On Saturday I had a very pleasant surprise. Susan and Kevon from St. Paul stopped by to introduce themselves as avid readers of The Bayfield Almanac. I showed them around Garden View, and hope they were not disappointed, as it is probably not as special as I make it out to be, and certainly not very grand at all.
Sunday, June 21, 2009
Sunday, 10:00 AM. 75 degrees, wind W, very light. The channel is smooth, the sky mostly clear with some high, thin white clouds. Today is a “perfect ten.”
The beach was fantastic this morning early, deserted except for a few dogs out walking their owners, and a lone kayaker emerging from the Sioux river. I talked with him for a moment, he was in a neat little Kayak that looked extremely stable, a Walden Scout, he says he often fishes from it. The plants pictured are all natives of the beach and similar environs. The tiny white flower is a Ranunculus species, a white buttercup, which I could not key out exactly without putting in a whole day doing it. The blue is the native Iris versicolor, and the other is another meadow rue, I think either Thalictrum confine or T. venulosum. A large lake freighter is just now going south in the channel, towards Ashland.
Saturday, June 20, 2009
Saturday, 8:00 AM. 69 degrees, wind W, brisk. The sky s blue but hazy, the barometer predicts sunny skies. The channel is wrinkled and sailboats are scudding about under full sail.
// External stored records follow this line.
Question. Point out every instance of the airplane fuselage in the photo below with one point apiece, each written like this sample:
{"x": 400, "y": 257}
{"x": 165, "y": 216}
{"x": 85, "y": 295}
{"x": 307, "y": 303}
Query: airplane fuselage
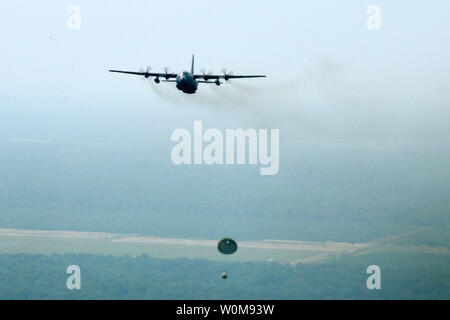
{"x": 186, "y": 82}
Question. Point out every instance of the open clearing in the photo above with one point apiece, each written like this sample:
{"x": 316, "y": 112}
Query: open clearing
{"x": 283, "y": 251}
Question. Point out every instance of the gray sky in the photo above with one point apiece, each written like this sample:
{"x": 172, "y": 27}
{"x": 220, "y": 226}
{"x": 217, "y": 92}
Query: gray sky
{"x": 329, "y": 76}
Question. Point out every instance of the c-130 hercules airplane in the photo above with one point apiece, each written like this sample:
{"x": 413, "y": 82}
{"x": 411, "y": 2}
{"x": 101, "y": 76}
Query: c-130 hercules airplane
{"x": 188, "y": 81}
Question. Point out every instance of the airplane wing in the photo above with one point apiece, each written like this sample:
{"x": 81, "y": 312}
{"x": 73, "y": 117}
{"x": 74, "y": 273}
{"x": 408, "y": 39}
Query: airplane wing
{"x": 225, "y": 76}
{"x": 148, "y": 74}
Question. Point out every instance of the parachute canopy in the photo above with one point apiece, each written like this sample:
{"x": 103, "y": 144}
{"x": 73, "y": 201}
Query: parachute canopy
{"x": 227, "y": 246}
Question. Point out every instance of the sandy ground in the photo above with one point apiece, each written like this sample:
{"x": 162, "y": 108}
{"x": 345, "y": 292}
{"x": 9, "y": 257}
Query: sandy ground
{"x": 318, "y": 251}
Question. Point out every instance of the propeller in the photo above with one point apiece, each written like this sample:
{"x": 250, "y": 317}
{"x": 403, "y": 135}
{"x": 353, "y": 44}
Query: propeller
{"x": 166, "y": 70}
{"x": 146, "y": 71}
{"x": 227, "y": 74}
{"x": 205, "y": 75}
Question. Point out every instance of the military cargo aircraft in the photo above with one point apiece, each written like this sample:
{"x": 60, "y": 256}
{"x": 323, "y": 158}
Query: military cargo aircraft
{"x": 188, "y": 81}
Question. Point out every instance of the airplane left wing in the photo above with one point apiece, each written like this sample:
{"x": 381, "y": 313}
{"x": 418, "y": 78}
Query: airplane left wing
{"x": 225, "y": 76}
{"x": 148, "y": 74}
I suspect there may be a small craft warning this afternoon.
Andy, Judy (they are going back to Cedarburg for three weeks) and Myron came to dinner last evening, and we ate out on the porch for the first time this season. It is finally summer, right on schedule. It has been a wonderful spring.
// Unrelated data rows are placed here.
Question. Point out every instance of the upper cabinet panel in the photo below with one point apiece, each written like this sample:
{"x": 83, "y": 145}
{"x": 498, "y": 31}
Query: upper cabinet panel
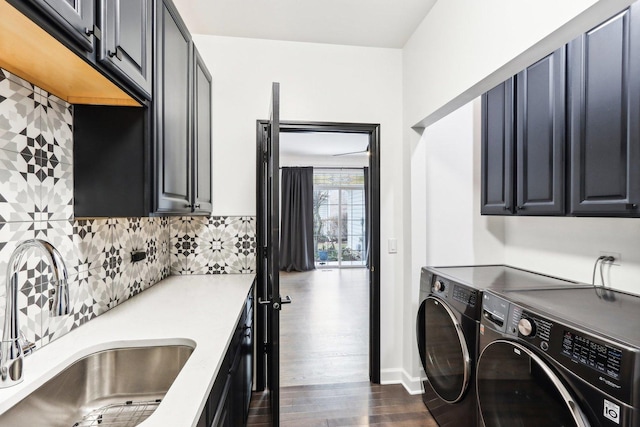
{"x": 202, "y": 135}
{"x": 126, "y": 43}
{"x": 540, "y": 137}
{"x": 604, "y": 94}
{"x": 75, "y": 17}
{"x": 497, "y": 150}
{"x": 173, "y": 111}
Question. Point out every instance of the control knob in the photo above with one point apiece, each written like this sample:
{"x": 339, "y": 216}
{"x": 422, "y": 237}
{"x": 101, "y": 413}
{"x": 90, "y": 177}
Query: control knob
{"x": 526, "y": 327}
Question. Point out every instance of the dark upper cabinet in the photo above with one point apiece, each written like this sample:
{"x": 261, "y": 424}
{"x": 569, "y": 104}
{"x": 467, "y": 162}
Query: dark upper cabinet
{"x": 172, "y": 98}
{"x": 75, "y": 17}
{"x": 201, "y": 135}
{"x": 126, "y": 42}
{"x": 111, "y": 161}
{"x": 540, "y": 137}
{"x": 497, "y": 150}
{"x": 604, "y": 111}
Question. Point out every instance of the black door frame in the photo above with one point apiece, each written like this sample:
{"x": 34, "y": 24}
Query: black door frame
{"x": 373, "y": 130}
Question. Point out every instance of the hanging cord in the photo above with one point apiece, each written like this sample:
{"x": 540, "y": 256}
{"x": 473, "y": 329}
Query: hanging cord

The gardens look as nice as can be, everything blooming at once. I am quite pleased with the overall effect, and things have grown up to provide a great deal of privacy on a small city property. The landscape has “good bones.” Professional plans are a great tool, but the very best landscapes and gardens are those that have been carefully thought out, planted and tended over the years by an owner with a decent sense of esthetics. As we used to say at The New York Botanical Gardens, “the eye of the master is evident,” as it indeed it is in nature itself.
Friday, June 19, 2009
Friday, 8:00 AM. 66 degrees, wind W, calm. Fog obscures the channel but the sun is trying to burn through. The western sky is mostly clear. The barometer predicts rain, which we got .25” of last night. It is a quiet, fresh morning, with a hint of ozone in the air.
The puffy azure blue flower is meadow rue, Thalictrum dioica, a less-common wild plant of meadows and woods. It is an exceptionally pretty thing.
Thursday, June 18, 2009
Thursday, 8:00 AM. 66 degrees, wind W, calm. The channel is calm. The sky is quite hazy and the barometer predicts rain.
Andy and Judy had a camp cookout last evening, a fish boil (whole whitefish, heads and all, potatoes, whole onions, all boiled, served with lots of melted butter). There were eight adults and three small children plus the two dogs. The usual suspects were there, plus neighbors whose daughter and kids are visiting from Alaska. She married a young Saudi man who had also attended the U of A, so the children are Saudi-American. He had to stay at home working. It is an unbelievably cosmopolitan world we live in, and events and cultures around the world touch our lives now, no mater where we live in America. We all had a fine time, and the children were a delight.
The ‘Paul’s Scarlet’ English hawthorn in Triangle Park is blooming beautifully, and the red buckeyes we planted last spring on Sixth Street are as well. How much poorer our lives would be if we only accepted the familiar, and did not welcome the exotic.